Minister of State for Antiquities Zahi Hawass travelled today to the United States to promote tourism to Egypt. Hawass will make a tour of five states, delivering lectures as part of the framework of cooperation between both countries’ ministries of state for antiquities and tourism. The ministries hope to promote tourism to Egypt and regain the number of tourists that once flocked to the country to admire its old civilisations and enjoy its sun and sand.

It is no secret that tourism is one of Egypt’s main sources of national income, some of which is used for several archaeological projects and building new museums. It also increases the living standard of those people who work in the tourism field such as hotels, cafeterias, restaurants and bazaars’ owners.
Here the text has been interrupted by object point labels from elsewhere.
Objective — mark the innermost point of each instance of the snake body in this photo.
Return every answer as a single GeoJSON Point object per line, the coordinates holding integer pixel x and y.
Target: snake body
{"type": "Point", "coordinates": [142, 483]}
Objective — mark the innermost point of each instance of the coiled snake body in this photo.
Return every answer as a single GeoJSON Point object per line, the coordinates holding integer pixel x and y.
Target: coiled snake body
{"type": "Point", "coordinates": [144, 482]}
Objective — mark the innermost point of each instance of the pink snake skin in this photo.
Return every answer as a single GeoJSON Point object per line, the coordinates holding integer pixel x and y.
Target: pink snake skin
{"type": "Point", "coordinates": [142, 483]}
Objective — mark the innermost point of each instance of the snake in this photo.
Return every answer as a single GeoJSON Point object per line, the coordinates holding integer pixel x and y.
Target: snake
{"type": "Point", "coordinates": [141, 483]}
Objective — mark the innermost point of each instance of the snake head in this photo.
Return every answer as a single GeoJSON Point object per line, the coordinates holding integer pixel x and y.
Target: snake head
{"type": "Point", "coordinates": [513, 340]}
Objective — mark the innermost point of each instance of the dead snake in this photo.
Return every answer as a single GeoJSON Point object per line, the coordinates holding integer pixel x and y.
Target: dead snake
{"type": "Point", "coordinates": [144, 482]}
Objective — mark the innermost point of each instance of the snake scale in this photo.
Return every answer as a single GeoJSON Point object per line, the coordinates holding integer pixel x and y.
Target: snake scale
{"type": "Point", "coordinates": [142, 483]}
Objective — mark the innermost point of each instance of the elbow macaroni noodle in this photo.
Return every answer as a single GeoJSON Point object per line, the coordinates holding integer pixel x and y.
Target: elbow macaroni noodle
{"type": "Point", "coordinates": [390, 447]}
Hawass told Ahram Online before his departure to the States that he will explain to the whole world that Egyptian youths were the ones that protected the Egyptian museum during chaotic night of 28 January. He will also argue that the one million tourists who were in Egypt during the revolution returned safe and sound to their countries.

The antiquities minister also stated that in collaboration with Minister of Tourism Mounir Fakhry Abdel Nour, a scheduled cooperation programme will be organised between both ministries in several international countries in order to promote tourism to Egypt.

In mid July, Hawass is to travel to Brussels to give his first multimedia lecture. “I am looking forward to talking about the latest archaeological research in Egypt and the future work to protect our ancient monuments,” Hawass said.

“We will be promoting tourism in Egypt, both for the sake of our economy and for the benefit of our ancient monuments,” said Hawass. He added that: “We need visitors to return to this country, because without them the funds that we use to maintain our sites and museums will disappear, and Egypt’s economy will continue to suffer.”